Tracking Large Language Models (LLM) with MLflow : A Complete Guide
As Large Language Models (LLMs) grow in complexity and size, tracking their performance, experimentation, and implementations becomes increasingly challenging. This is where MLflow comes into the picture: it provides a comprehensive platform for managing the entire lifecycle of machine learning models, including LLMs.
In this comprehensive guide, we explore how to use MLflow to track, evaluate, and implement LLMs. We’ll cover everything from setting up your environment to advanced evaluation techniques, with plenty of code examples and best practices along the way.
Set up your environment
Before we delve into pursuing LLMs with MLflow, let’s set up our development environment.
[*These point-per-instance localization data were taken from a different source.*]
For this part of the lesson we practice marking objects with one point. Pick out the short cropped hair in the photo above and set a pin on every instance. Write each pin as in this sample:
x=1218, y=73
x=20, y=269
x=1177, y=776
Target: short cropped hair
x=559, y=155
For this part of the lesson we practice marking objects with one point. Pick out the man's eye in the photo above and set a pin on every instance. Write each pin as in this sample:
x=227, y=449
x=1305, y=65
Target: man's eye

We need to install MLflow and several other key libraries:
pip install mlflow>=2.8.1 pip install openai pip install chromadb==0.4.15 pip install langchain==0.0.348 pip install tiktoken pip install 'mlflow[genai]' pip install databricks-sdk --upgrade
After installation, it is a good practice to restart your Python environment to ensure that all libraries are loaded correctly. In a Jupyter notebook you can use:
import mlflow import chromadb print(f"MLflow version: {mlflow.__version__}") print(f"ChromaDB version: {chromadb.__version__}")
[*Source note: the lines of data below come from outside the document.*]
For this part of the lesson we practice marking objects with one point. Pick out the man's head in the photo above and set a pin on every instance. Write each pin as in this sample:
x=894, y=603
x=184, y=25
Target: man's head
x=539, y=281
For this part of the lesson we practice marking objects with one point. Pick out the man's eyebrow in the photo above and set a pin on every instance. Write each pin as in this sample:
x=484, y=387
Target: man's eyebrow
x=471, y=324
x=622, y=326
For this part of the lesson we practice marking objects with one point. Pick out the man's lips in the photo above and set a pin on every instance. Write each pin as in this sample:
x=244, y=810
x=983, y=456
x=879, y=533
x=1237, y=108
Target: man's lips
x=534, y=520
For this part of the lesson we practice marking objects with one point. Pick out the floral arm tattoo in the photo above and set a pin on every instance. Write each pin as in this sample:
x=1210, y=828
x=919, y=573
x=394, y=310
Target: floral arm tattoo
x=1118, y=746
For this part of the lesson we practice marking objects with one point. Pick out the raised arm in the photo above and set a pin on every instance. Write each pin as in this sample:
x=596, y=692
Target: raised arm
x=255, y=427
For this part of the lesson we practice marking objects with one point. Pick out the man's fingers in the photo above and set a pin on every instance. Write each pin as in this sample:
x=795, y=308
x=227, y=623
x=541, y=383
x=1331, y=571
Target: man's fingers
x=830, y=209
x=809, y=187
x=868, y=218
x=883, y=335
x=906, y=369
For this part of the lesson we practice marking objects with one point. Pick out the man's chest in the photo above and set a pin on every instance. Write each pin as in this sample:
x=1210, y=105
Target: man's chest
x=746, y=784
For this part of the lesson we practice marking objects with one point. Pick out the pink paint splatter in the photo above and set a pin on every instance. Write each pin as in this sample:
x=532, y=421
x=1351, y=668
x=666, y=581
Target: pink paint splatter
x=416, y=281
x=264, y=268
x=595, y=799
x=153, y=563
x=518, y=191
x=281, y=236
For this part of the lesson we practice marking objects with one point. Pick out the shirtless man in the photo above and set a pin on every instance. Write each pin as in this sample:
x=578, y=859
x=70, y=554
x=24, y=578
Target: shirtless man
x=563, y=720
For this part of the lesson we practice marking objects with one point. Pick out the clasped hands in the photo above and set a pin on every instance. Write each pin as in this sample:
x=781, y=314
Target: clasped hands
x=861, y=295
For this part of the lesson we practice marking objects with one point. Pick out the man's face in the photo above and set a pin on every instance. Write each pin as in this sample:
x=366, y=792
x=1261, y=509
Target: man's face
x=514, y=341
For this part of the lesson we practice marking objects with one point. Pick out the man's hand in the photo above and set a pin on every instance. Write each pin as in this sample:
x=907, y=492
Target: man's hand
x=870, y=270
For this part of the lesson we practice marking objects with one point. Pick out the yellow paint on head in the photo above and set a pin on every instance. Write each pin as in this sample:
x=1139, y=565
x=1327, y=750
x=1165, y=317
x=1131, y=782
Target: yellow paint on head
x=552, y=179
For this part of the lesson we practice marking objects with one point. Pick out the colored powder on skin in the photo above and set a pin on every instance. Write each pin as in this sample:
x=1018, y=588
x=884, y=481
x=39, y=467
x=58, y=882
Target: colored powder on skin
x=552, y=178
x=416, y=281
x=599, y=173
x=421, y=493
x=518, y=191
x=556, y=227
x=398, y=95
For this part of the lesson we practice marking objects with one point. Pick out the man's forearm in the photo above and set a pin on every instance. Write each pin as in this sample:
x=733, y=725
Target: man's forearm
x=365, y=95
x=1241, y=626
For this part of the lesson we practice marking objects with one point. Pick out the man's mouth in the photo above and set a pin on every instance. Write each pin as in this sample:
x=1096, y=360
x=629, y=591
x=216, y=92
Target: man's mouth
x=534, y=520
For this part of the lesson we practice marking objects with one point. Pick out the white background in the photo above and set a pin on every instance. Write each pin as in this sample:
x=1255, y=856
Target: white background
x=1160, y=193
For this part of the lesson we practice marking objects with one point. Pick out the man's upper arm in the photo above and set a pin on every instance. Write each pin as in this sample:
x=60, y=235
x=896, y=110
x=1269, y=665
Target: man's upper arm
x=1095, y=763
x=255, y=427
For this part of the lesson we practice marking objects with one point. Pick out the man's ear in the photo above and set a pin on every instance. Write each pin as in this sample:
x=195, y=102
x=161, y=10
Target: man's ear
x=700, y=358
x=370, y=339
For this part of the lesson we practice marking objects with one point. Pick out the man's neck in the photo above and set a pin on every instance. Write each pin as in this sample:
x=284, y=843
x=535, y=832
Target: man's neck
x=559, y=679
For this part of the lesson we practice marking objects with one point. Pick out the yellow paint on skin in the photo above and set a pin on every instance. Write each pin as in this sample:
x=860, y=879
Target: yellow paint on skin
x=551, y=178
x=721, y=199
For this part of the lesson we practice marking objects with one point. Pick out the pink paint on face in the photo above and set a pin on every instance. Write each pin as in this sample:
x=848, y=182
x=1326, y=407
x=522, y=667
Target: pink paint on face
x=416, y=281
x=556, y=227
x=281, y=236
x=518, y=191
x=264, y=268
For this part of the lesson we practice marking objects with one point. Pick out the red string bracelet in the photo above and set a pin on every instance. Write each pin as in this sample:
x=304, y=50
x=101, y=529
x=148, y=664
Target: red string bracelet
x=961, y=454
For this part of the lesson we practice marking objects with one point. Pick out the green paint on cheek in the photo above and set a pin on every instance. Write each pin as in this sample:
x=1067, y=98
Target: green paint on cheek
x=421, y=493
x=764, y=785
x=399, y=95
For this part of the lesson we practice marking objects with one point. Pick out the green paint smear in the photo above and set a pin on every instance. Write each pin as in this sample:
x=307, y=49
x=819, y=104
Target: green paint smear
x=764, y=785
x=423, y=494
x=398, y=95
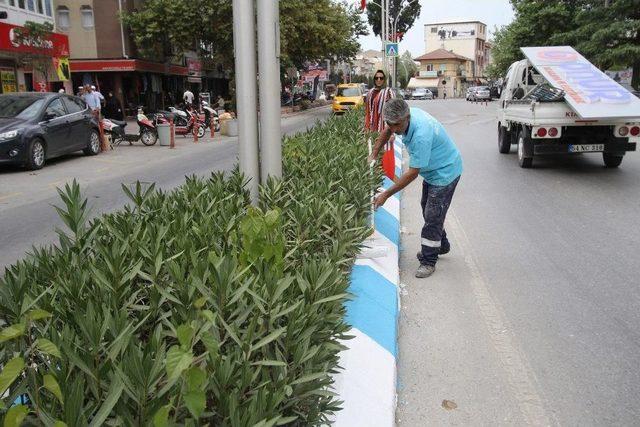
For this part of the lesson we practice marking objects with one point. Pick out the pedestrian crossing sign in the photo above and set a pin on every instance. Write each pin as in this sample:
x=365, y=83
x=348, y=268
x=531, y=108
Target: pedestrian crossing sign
x=391, y=49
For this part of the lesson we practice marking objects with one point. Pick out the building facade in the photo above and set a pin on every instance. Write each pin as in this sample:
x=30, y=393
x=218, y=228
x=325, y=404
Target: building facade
x=443, y=72
x=28, y=63
x=465, y=38
x=103, y=54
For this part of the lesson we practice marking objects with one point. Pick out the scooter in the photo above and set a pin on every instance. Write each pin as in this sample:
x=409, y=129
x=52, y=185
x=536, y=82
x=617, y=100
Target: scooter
x=147, y=133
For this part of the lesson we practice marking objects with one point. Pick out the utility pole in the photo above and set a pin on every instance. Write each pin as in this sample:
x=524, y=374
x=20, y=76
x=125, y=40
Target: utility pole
x=269, y=54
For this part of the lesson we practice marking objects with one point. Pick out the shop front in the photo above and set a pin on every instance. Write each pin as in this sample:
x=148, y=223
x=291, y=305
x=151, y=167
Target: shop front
x=135, y=82
x=33, y=64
This will confirm the versions of the key libraries we will use.
Understanding MLflow’s LLM tracking capabilities
MLflow’s LLM tracking system builds on existing tracking capabilities and adds features specifically designed for the unique aspects of LLMs. Let’s break down the main components:
Executions and experiments
In MLflow, a ‘run’ represents a single execution of your model code, while an ‘experiment’ is a collection of related runs. For LLMs, a run can represent a single query or a set of prompts processed by the model.
Key tracking components
- Parameters: These are input configurations for your LLM, such as temperature, top_k or max_tokens. You can log this via
mlflow.log_param()
ormlflow.log_params()
. - Statistics: Quantitative measures of your LLM’s performance, such as accuracy, latency, or custom scores. Usage
mlflow.log_metric()
ormlflow.log_metrics()
to follow this. - Predictions: For LLMs, it is critical to log both the input prompts and the output of the model. MLflow saves these as artifacts in CSV format using
mlflow.log_table()
. - Artifacts: Any additional files or data related to your LLM run, such as model checkpoints, visualizations, or dataset samples. Usage
mlflow.log_artifact()
to save it.
Let’s look at a simple example of logging an LLM run:
This example demonstrates the logging parameters, metrics, and input/output as a table artifact.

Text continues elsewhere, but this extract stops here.